そこが難しいところでした。プロジェクトメンバーと顔を合わせると常に話題になったのが、研修を受けた僕たちプロジェクトメンバーと、研修を受けていない人たちの「温度差」でした。実際、上司からも研修に参加した僕たちだけが熱くなっていて、他のみんなは気持ちがついてきていないんじゃないか、といったことを何度か指摘されました。
僕の場合、研修でいただいたレジュメをもとに自分なりに資料を新しく作って、同じ部署の人を対象にプレゼンしたりグループワークを実施したりして研修の内容を伝えるようにしていたので、ある程度伝わったとは思っているんですが、ひょっとしたら中には「なんだこいつ、えらそうに」と思っている人がいたのかもしれません。
自分の学びや良いと思ったことを押し付けることが良いわけでもないし、かといって相手がどう受け止めたかは相手次第と割り切って、ほったらかしにしておくのも良いことではない。自分が研修で得たものをみんなにそのまま共有するのは、非常に難しいことなんだと痛感しました。

カラフルカンパニーが1つになった大祭り号と超祭り号。

――プロジェクトメンバーとそうでない人たちとの間にあった溝は、その後埋まっていったのでしょうか?

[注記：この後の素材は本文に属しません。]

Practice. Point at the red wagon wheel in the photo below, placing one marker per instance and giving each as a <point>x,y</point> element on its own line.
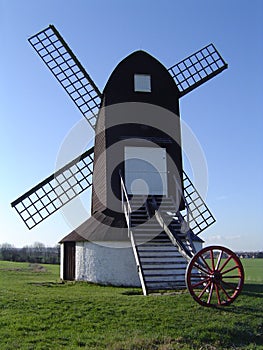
<point>215,276</point>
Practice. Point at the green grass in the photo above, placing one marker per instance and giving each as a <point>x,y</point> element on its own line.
<point>39,312</point>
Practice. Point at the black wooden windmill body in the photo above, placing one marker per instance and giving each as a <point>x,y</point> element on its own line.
<point>140,192</point>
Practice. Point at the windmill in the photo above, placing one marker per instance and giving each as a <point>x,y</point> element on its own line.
<point>140,192</point>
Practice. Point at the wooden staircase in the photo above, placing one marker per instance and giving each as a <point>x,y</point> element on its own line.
<point>162,265</point>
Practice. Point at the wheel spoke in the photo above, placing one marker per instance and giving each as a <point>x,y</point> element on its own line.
<point>217,294</point>
<point>219,259</point>
<point>202,292</point>
<point>206,264</point>
<point>201,282</point>
<point>210,293</point>
<point>231,269</point>
<point>201,269</point>
<point>224,291</point>
<point>218,282</point>
<point>225,263</point>
<point>229,285</point>
<point>212,259</point>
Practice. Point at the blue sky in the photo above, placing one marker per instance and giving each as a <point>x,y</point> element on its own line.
<point>225,114</point>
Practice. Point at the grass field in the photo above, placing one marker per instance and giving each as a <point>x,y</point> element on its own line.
<point>39,312</point>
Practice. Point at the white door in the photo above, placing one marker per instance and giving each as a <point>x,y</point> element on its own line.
<point>145,170</point>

すぐにというわけではないですが、時間の経過とともに埋まっていったように思います。
集合研修が終わった後、会社を活性化するためにいろいろな活動を社内ですすめていきました。例えば、小さなありがとうを集める「ありがとうプロジェクト」を立ち上げたり、伝達事項だけで終わっていた朝礼をみんなで話し合える場に変えたり、各種部活動を発足させたり、創業以来初めての社員総会に向けて準備をしたり…と、小さいものから大きいものまでそれはもうたくさんありました。

そういったさまざまな取り組みを行っていく中で、おそらくプロジェクトメンバー以外の人たちの意識も徐々に変わっていったんじゃないかと思います。

――そうした意識の変化は仕事にも良い影響を与えましたか?

そうですね。プロジェクト開始から3カ月ほどたった頃、これまでの最高売上・ページ数を超える生活情報誌を作ろうということで、『金沢情報(9月19日号)』を「大祭り号」と名付けて営業・制作に取り組み、目標を達成しました。また、その半年後にはさらに高い目標を掲げた「超祭り号」にチャレンジしました。あの大祭り号や超祭り号を作っていた時はものすごく社内に一体感がありましたね。

制作と営業が並行して立つ2本の木だとすると、それまでのカラフルカンパニーは2本の木の間に不要な枝がたくさん伸びていて、お互いが争って場所取りをしているような感じでした。そして向うから伸びてきた枝をよけるために、本来まっすぐ伸びなきゃいけない幹までが斜めになったりしていたんです。
でも、大祭り号や超祭り号を作った時は、そういう余分な枝はきれいに切り落とされて、営業も制作も向かうべき方向に向かって真っすぐ伸びる組織になっていたと思います。

あの時の社内の一体感は、僕らプロジェクトメンバーが引き出した結果かと言われると、正直ちょっとわからないんですけれども、社内を活性化させるためのさまざまな取り組みによって少しずつ会社の温度や空気が変わっていって、そこに大祭り号や超祭り号という目標が掲げられたので、みんながその流れに乗れたんじゃないかなと思います。
逆に言えば、もし活性化プロジェクトによる新しい活動や試みが事前になければ、いくら社長の中井に「大祭り号やろうぜ!」と言われても、みんな(やりたくない)(そんなの、できるわけないじゃないか)としか思わなかったでしょうし、当然、結果も伴わなかったと思います。